Timeseries forecasting
Forecasting¶
Ludwig supports timeseries forecasting end-to-end: training a model on historical data, evaluating it, and
generating multi-step predictions with model.forecast().
Data formats¶
Ludwig accepts two data layouts:
Row-major — each row is already a pre-embedded window (space-separated floats). Use this when you have already computed sliding windows externally.
| timeseries_window | next_value |
|---|---|
| 15.07 14.89 14.45 14.30 | 14.12 |
| 14.89 14.45 14.30 14.12 | 13.97 |
Column-major — each row is one scalar observation. Ludwig converts to windows automatically via
window_size (inputs) and horizon (outputs).
| timestamp | temperature |
|---|---|
| 2024-01-01 | 15.07 |
| 2024-01-02 | 14.89 |
| 2024-01-03 | 14.45 |
| ... | ... |
Column-major is the most common format for real-world timeseries data and is the recommended starting point.
Column-major example (recommended)¶
Dataset¶
A CSV where each row is one observation:
timestamp,temperature
2024-01-01,15.07
2024-01-02,14.89
2024-01-03,14.45
...
The timestamp column is not required by Ludwig — only the numeric series column is needed.
Config¶
input_features:
- name: temperature
type: timeseries
preprocessing:
window_size: 24 # look back 24 steps
padding_value: 0.0
output_features:
- name: temperature # same column name — Ludwig aligns input windows with output targets
type: timeseries
preprocessing:
horizon: 6 # predict 6 steps ahead
decoder:
type: projector
loss:
type: huber
trainer:
epochs: 50
batch_size: 128
optimizer:
type: adam
lr: 0.001
Training¶
ludwig train \
--dataset temperature.csv \
--config config.yaml \
--output_directory results
Or with the Python API:
import pandas as pd
from ludwig.api import LudwigModel
df = pd.read_csv("temperature.csv")
model = LudwigModel("config.yaml")
results = model.train(dataset=df)
print(f"Model saved to {results.output_directory}")
Forecasting¶
After training, generate future predictions from a seed dataset:
model = LudwigModel.load("results/experiment_run/model")
# Seed: any DataFrame with the input column.
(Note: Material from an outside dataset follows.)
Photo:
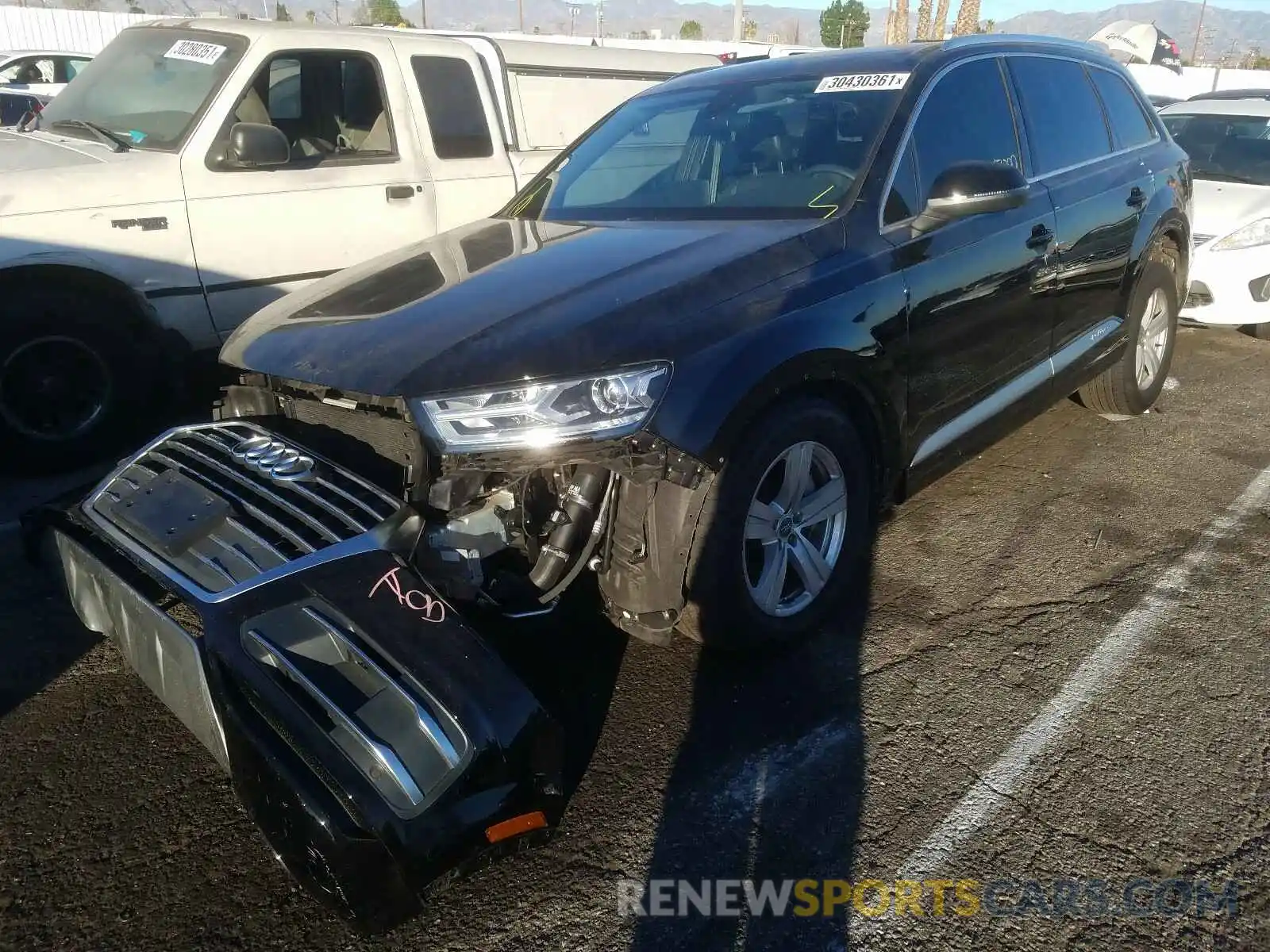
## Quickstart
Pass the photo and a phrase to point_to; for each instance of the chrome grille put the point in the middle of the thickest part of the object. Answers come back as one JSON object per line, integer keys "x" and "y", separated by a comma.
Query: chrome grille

Only the last window_size rows are used.
seed = pd.read_csv("recent_observations.csv")
# Forecast 48 steps ahead
forecast_df = model.forecast(seed, horizon=48)
print(forecast_df)
# temperature
# 0 14.23
# 1 14.01
# ...
The forecast iteratively slides the prediction window: each predicted value is fed back as the next input,
so you can forecast arbitrarily far ahead beyond the trained horizon. Preprocessing runs once for the
initial window and then updates in O(1) per step.
Row-major example¶
Use this when you have pre-computed windows, or when training and predicting on windows that don't come from a contiguous series (e.g., independent samples with known context windows).
Dataset¶
timeseries_window,horizon_values
15.07 14.89 14.45 14.30,14.12 13.97 13.80
14.89 14.45 14.30 14.12,13.97 13.80 13.65
Config¶
input_features:
- name: timeseries_window
type: timeseries
encoder:
type: transformer
num_heads: 4
num_layers: 2
output_features:
- name: horizon_values
type: timeseries
decoder:
type: projector
trainer:
epochs: 20
batch_size: 64
Choosing an encoder¶
| Encoder | When to use |
|---|---|
parallel_cnn |
Fast training, captures local patterns, good baseline |
stacked_cnn |
Longer-range dependencies than parallel_cnn |
rnn |
Sequential dependencies, moderate sequence length |
transformer |
Best accuracy on complex patterns, slower to train |
passthrough |
Pass raw window to the combiner without encoding |
CLI evaluation¶
ludwig evaluate \
--model_path results/experiment_run/model \
--dataset test.csv \
--output_directory evaluation
Notes¶
- Direct multi-step forecasting: the decoder predicts all
horizonsteps simultaneously in one forward pass. This is fast and works well for short horizons. For long-horizon forecasting,model.forecast()with iterative stepping is the recommended approach. - Input/output column alignment: when the output feature
namematches the input featurename, Ludwig uses predicted values as inputs for subsequent forecast steps. If they differ, the input window is padded withpadding_valuefor steps beyond the seed data. - Minimum seed length:
model.forecast()needs at leastwindow_sizerows in the seed DataFrame to fill the initial context window. Shorter seeds are padded automatically.